SMUG had complained his declaration of the biblical perspective of homosexuality and his visits to Uganda caused them damage. They sued under the Alien Torts Statute, which the Supreme Court has said cannot be used for such claims.
But the federal judge, known for his homosexual-rights advocacy, unleashed a torrent of hateful rhetoric against Lively anyway.
Ponsor described Lively’s beliefs regarding homosexuality as “vicious and frightening,” and he said the pastor’s statements ranged from “the ludicrous to the abhorrent.”
He quoted Lively’s comments exposing the homosexuality in the Nazi movement, and he charged Lively with trying “to make gay people scapegoats for practically all of humanity’s ills.”
A WND call to the judge’s office requesting comment did not generate a response.
The judge ranted for pages, concluding finally he would “allow” the case to end because his court had no jurisdiction over claims by SMUG.
He called Lively’s perspective “bizarre” and “chilling.”
Now lawyers with Liberty Counsel are responding to Ponsor’s vicious attack on Christian beliefs.
The team said Thursday it had filed a notice of appeal with the U.S. Court of Appeals for the 1st Circuit of Ponsor’s inflammatory language.
“Judge Ponsor should have dismissed the case in 2013, when asked to do so following the Supreme Court opinion,” the team said in a statement. “Instead, he forced Lively to needlessly endure four more years of intense litigation and discovery by the army of lawyers working for the Center for Constitutional Rights, an organization that has received funding from George Soros.”
The lawyers said Ponsor “had no choice but to follow clear U.S. Supreme Court precedent when he ruled this week the court lacked jurisdiction to hear the case.”

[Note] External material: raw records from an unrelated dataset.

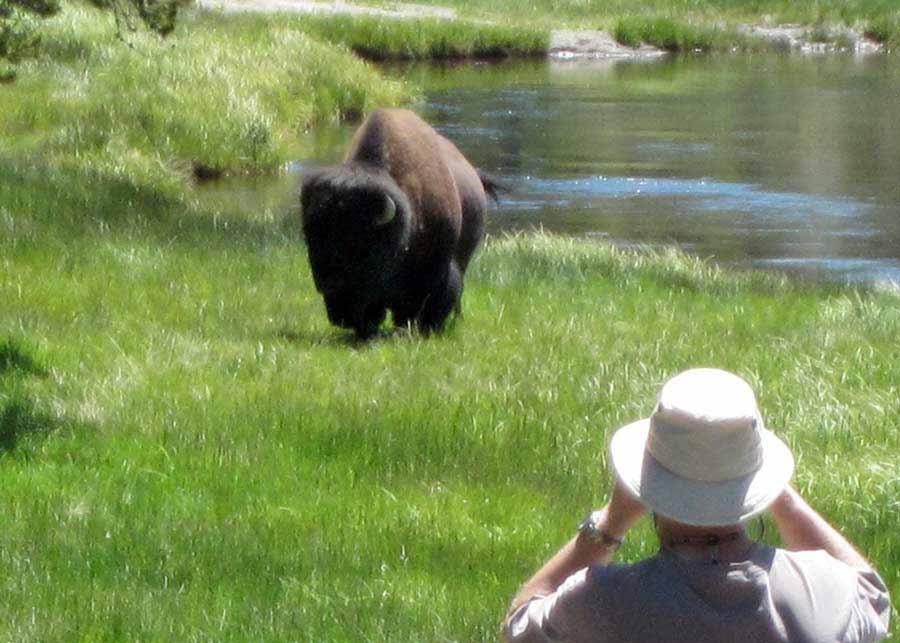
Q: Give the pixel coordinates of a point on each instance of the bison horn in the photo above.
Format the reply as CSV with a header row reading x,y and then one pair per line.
x,y
389,212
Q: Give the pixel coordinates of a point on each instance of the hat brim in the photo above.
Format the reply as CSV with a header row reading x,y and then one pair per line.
x,y
695,502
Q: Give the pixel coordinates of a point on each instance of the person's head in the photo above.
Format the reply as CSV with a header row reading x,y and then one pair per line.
x,y
704,457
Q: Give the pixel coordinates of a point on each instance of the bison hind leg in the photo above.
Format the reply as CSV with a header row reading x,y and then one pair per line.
x,y
442,300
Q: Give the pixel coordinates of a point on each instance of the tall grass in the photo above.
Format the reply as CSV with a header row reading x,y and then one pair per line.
x,y
189,452
386,39
221,94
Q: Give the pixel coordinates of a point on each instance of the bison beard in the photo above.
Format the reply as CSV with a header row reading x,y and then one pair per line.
x,y
393,227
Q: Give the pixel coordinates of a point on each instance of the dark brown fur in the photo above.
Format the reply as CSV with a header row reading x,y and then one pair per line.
x,y
414,264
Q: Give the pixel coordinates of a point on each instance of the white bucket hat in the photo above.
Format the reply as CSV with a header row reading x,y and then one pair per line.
x,y
704,457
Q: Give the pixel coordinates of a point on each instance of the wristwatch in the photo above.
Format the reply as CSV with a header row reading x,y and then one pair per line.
x,y
590,528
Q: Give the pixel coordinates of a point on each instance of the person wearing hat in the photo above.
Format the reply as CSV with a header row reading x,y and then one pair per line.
x,y
704,465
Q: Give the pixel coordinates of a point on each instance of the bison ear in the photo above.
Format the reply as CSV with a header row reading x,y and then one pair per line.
x,y
388,213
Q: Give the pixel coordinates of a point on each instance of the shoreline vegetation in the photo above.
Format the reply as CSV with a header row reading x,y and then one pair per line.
x,y
188,451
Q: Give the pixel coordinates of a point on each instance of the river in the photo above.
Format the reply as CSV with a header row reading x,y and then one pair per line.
x,y
777,162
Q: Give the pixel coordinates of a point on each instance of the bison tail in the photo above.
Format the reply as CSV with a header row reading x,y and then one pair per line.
x,y
491,186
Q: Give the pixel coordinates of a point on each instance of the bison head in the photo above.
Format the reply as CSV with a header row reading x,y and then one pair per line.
x,y
357,224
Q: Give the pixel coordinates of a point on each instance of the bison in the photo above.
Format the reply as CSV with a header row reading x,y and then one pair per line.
x,y
393,228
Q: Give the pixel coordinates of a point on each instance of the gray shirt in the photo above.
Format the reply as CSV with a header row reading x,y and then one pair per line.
x,y
774,596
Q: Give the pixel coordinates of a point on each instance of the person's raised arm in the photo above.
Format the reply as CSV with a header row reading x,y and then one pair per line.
x,y
802,528
617,517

“That should have been the end of the matter. But, Judge Ponsor, known for his support of the LGBT agenda, went on to appease the LGBT activists by making unlawful ‘findings,’ including that Pastor Lively violated international law of ‘crimes against humanity.'”
Horatio Mihet, Liberty Counsel’s chief litigation counsel, said Ponsor’s “vitriolic order is clearly unlawful.”

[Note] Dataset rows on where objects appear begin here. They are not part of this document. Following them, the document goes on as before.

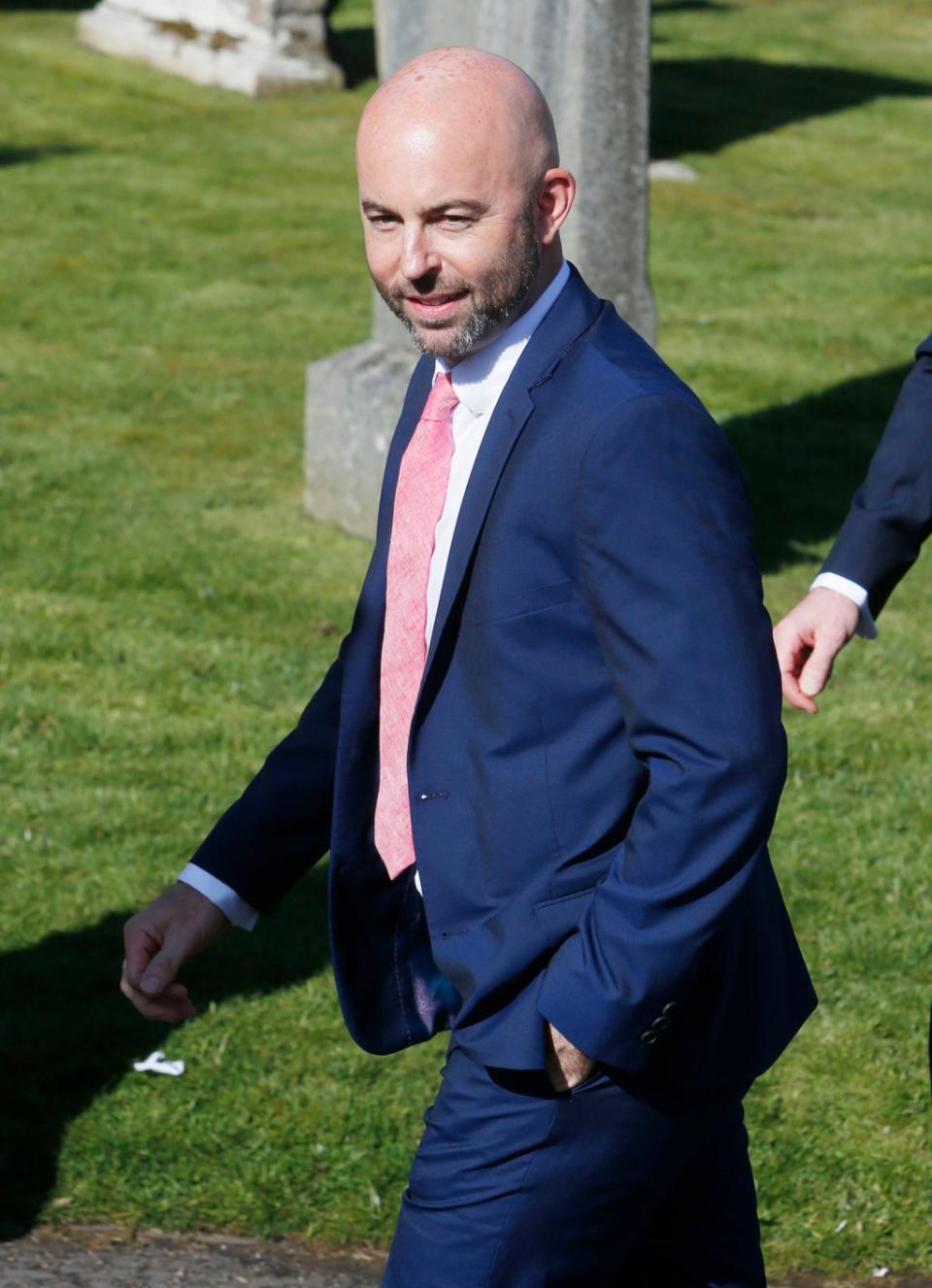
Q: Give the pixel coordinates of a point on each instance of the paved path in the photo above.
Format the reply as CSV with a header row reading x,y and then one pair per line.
x,y
101,1260
105,1259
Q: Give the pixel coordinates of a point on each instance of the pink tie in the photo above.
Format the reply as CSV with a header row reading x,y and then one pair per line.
x,y
418,504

“Once Judge Ponsor concluded that he lacked jurisdiction over SMUG’s preposterous lawsuit, the only thing left to do was dismiss it,” Mihet said. “The Supreme Court, and many federal appellate courts, have repeatedly rebuked judges who inject unnecessary and prejudicial ‘findings’ in cases where they lack jurisdiction. We will defend Pastor’s Lively’s name in the Court of Appeals and work to remedy this injustice.”
Mat Staver, chairman of Liberty Counsel, said it is “improper for a judge who clearly lacks jurisdiction to hear a case to make legal findings unrelated to the disposition of the case.”

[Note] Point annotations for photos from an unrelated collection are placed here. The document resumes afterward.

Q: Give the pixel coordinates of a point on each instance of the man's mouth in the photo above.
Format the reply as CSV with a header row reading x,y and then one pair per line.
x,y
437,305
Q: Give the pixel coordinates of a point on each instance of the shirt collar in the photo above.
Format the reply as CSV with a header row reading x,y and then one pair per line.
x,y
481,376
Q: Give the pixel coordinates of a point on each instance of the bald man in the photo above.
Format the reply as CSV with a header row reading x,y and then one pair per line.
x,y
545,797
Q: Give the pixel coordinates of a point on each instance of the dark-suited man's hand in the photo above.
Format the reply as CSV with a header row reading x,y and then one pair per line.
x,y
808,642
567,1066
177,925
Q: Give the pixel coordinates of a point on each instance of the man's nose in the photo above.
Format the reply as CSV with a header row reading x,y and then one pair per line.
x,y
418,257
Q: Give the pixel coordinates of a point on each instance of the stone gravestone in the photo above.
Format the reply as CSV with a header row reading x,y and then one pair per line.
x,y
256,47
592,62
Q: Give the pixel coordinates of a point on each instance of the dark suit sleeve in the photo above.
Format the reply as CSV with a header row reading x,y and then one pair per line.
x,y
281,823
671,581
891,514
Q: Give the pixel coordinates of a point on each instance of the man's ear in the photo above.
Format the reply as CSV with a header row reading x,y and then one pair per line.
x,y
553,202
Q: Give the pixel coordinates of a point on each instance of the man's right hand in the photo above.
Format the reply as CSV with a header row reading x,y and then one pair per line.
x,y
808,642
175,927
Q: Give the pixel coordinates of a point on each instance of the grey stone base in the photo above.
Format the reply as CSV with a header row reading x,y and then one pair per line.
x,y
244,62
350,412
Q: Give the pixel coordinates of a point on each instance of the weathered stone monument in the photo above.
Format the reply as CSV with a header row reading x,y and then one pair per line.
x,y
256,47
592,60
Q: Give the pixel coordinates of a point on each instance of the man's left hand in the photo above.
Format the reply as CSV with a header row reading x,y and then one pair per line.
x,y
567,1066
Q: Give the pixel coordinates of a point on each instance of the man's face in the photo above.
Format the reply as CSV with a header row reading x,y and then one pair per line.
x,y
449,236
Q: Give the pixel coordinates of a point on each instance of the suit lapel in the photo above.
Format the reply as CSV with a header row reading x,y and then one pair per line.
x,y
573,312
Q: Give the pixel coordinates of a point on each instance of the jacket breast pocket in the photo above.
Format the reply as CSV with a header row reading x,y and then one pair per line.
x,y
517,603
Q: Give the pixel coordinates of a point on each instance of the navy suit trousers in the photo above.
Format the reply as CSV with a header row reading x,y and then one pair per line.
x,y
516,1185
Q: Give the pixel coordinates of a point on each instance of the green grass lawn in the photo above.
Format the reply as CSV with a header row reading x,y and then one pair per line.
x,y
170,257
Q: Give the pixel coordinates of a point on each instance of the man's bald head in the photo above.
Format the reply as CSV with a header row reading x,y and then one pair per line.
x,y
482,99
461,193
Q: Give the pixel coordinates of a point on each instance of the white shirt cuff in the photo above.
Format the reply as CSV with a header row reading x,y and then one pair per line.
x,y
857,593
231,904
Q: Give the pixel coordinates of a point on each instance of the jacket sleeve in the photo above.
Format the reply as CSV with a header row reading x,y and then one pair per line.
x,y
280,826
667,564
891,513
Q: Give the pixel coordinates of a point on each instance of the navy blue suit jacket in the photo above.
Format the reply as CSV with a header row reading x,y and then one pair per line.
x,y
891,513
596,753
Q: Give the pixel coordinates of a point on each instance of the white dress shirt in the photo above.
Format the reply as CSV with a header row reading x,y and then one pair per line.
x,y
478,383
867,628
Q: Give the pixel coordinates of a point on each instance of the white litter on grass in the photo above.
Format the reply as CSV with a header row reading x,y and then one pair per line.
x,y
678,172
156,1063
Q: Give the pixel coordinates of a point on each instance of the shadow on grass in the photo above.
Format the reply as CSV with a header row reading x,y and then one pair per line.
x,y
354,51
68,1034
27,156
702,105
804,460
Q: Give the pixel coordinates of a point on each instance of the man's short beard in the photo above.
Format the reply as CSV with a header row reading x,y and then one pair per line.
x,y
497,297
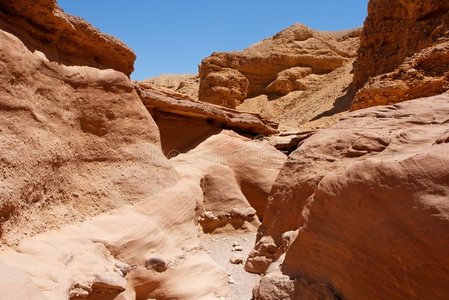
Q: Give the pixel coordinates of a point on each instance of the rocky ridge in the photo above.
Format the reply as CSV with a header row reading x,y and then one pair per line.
x,y
43,26
90,207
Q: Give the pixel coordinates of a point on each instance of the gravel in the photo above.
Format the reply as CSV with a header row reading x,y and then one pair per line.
x,y
221,248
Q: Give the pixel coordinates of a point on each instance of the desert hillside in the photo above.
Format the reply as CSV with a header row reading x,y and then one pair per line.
x,y
311,165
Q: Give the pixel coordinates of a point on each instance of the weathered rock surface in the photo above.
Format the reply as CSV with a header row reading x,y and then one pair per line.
x,y
404,52
278,65
65,133
41,25
361,208
187,84
184,122
234,175
87,197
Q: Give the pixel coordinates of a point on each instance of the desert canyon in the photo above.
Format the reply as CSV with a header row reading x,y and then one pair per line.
x,y
311,165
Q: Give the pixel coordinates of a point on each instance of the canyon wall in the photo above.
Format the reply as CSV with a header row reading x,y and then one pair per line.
x,y
404,52
43,26
359,210
278,65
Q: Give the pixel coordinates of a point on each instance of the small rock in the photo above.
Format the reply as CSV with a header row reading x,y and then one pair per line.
x,y
156,263
236,260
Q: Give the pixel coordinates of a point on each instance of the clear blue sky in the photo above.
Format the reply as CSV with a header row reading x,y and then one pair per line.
x,y
172,36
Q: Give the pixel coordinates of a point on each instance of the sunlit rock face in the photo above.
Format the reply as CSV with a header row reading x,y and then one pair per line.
x,y
278,65
361,209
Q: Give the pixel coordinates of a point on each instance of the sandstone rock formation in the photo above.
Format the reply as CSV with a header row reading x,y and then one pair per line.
x,y
294,77
87,197
65,133
184,122
41,25
187,84
360,210
404,52
235,175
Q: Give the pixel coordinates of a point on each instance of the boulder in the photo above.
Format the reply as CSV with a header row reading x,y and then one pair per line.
x,y
274,66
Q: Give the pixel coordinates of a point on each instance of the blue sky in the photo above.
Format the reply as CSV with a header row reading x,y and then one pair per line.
x,y
172,36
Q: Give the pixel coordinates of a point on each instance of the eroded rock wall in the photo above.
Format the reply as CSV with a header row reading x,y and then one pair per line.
x,y
360,208
278,65
41,25
404,52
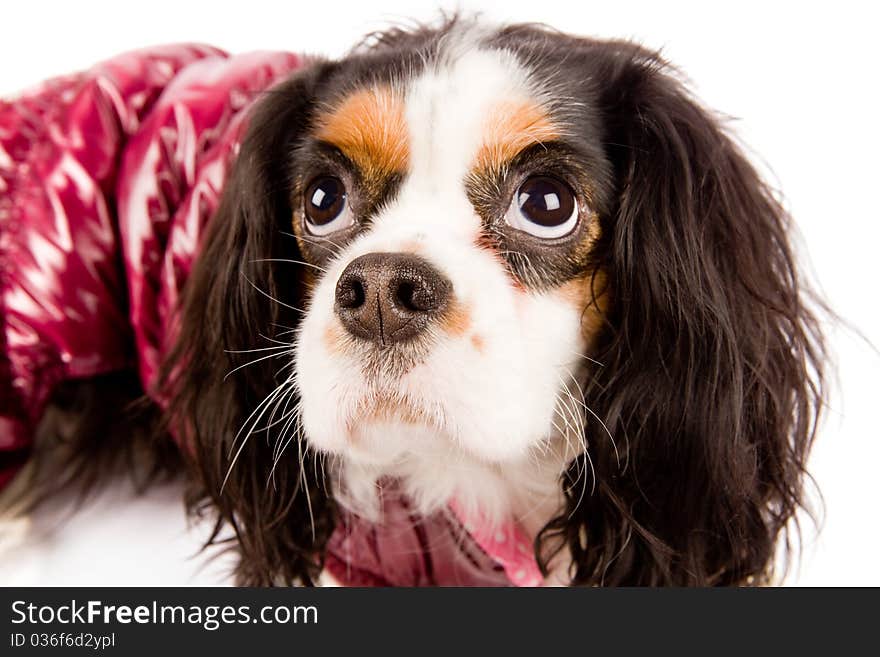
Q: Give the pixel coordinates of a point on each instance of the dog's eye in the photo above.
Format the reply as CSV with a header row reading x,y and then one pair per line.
x,y
325,205
543,206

“When a court lacks jurisdiction, its only job is to acknowledge that fact and end the case,” he said. “Judge Ponsor allowed his support for the LGBT agenda to enter an opinion and make prejudicial findings laced with defamatory statements that are both illegal and unbecoming. The statements are so far outside the norm that we have filed an appeal to ask that these prejudicial and unnecessary statements be stricken. Judges may hold personal opinions like anyone else, but they should restrain themselves from lacing court rulings with them, especially when they admit they lack jurisdiction to hear the case.”
Liberty Counsel noted Ponsor’s ruling was littered with “unbecoming epithets” such as “crackpot bigot,” “pathetic,” “ludicrous,” “abhorrent” and numerous others.”
Ponsor “egregiously” even “purported to conclude, without even a pretense of legal or factual analysis, that Lively’s Christian beliefs and pro-family activism violated ‘international law’ and that Lively’s peaceful speaking on homosexuality in Uganda somehow ‘aided and abetted’ crimes supposedly committed by people Lively has never even spoken to or met.”
WND’s original report on the judge’s rant noted his diatribe followed his statement he would “allow” the case’s dismissal.
WND report last year when SMUG’s activists demanded, in a court motion, the right to silence Lively.
“SMUG unequivocally seeks a speech-chilling injunction against anything Lively might say which SMUG finds offensive, to hold over Lively like a club,” the legal team explained at the time.
The lawyers pointed that that SMUG could not “(A) identify any specific actions of Defendant Scott Lively (‘Lively’) in the U.S. that had a direct causal link to any alleged injury suffered by SMUG in Uganda; and (B) identify any specific injunctive relief that this court could even consider that would not violate the First Amendment.”
SMUG had demanded, at that time, a prohibition on Lively speaking, making his books available, meeting with groups and discussing his beliefs with other lawyers in Uganda.